Soully sudah bangun. Waktu mungkin sudah siang dilihat dari terangnya cahaya yang menembus kaca jendela kamarnya yang masih tertutup tirai.

Mata Soully mendelik ketika kesadarannya sudah sepenuhnya kembali pasca bangun dari tidur lelapnya. Pukul 09.02!

Segera ia beranjak dari tidur cantiknya, bergegas ke kamar mandi. Ia kemudian melakukan ritual mandinya. Setelah ia menyadari jika hari ini adalah weekend, ia tak perlu terburu-buru dalam ritual kamar mandinya itu karena ia tak perlu bekerja.

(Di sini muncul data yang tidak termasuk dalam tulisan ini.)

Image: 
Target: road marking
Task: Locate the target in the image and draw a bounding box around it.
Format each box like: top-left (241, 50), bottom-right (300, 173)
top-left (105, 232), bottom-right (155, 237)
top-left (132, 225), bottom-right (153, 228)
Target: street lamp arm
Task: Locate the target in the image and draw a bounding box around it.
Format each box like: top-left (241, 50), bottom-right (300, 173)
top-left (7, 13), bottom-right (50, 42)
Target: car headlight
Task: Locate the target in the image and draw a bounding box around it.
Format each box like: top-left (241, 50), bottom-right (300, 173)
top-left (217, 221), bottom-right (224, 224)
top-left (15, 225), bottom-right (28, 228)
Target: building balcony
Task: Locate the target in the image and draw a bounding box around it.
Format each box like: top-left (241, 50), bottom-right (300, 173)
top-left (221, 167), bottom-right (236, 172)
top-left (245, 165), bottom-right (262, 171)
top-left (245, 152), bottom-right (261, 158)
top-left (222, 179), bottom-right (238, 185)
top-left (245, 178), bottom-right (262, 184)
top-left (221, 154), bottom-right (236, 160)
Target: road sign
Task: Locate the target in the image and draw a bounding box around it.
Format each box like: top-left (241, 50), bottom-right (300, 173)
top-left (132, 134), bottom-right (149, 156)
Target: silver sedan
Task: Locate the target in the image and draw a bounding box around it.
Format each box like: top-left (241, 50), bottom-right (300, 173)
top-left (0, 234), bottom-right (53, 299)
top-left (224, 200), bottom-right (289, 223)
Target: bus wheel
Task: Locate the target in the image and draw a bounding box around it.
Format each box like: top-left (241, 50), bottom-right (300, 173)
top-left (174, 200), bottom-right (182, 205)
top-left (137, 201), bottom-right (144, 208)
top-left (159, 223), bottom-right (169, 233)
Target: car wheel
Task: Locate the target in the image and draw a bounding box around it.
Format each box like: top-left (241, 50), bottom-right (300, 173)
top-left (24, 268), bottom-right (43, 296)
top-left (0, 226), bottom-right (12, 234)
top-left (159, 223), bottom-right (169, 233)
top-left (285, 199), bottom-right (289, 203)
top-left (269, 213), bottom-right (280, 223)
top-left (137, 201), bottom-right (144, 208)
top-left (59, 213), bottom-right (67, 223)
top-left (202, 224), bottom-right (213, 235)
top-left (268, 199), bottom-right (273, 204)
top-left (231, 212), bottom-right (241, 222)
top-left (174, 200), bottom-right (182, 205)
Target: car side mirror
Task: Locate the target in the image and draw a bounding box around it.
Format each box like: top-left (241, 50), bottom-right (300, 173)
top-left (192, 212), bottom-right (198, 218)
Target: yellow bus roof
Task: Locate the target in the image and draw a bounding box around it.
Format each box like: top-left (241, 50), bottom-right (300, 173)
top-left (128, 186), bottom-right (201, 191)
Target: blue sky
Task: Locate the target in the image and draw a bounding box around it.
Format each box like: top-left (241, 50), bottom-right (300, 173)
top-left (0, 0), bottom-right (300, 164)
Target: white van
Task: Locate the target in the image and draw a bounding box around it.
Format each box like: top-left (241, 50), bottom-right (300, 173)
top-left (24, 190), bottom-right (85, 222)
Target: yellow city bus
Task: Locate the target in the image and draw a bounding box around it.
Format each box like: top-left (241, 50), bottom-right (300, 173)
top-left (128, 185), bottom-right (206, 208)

Hampir 30 menit Soully berendam dalam air hangatnya yang beraroma terapy. Setelah tubuhnya terasa segar, ia beranjak dari dalam bathtub dan memakai jubah mandinya.

Terdengar bunyi pintu yang terbuka. Seseorang telah membuka pintu depan apartementnya. Telinga Soully yang sensitive langsung memasang kuda-kuda karena terdengar suara ribut-ribut dari depan.

"Siapa..." detak jantung Soully berdebar kencang. Perlahan ia melangkahkan kakinya membuka pintu kamarnya. Dengan masih memakai jubah mandinya, dia segera menekan knop pintu.

Suara langkah kaki seseorang sepertinya akan masuk ke dalam kamarnya.

Sama halnya dengan Soully, seseorang yang berjalan perlahan dari luar itu dengan hati-hati hendak membuka handle pintu kamar yang tertutup. Dengan waspada setelah ia mendengar suara dari dalam kamarnya.

1...2...3...detik perlahan membuat suasananya terasa tegang. Keduanya sudah memegang handle pintu dari dalam dan dari luar.

Ceklek

Pintu pun terbuka dan kedua mata mereka bertemu.

Mata Soully membulat, berkaca-kaca ketika melihat siapa sosok di depannya. Sedang yang satunya mengernyitkan dahi, memandang dengan tatapan penuh antisipasi.

"Siapa kau?"

***

Bersambung...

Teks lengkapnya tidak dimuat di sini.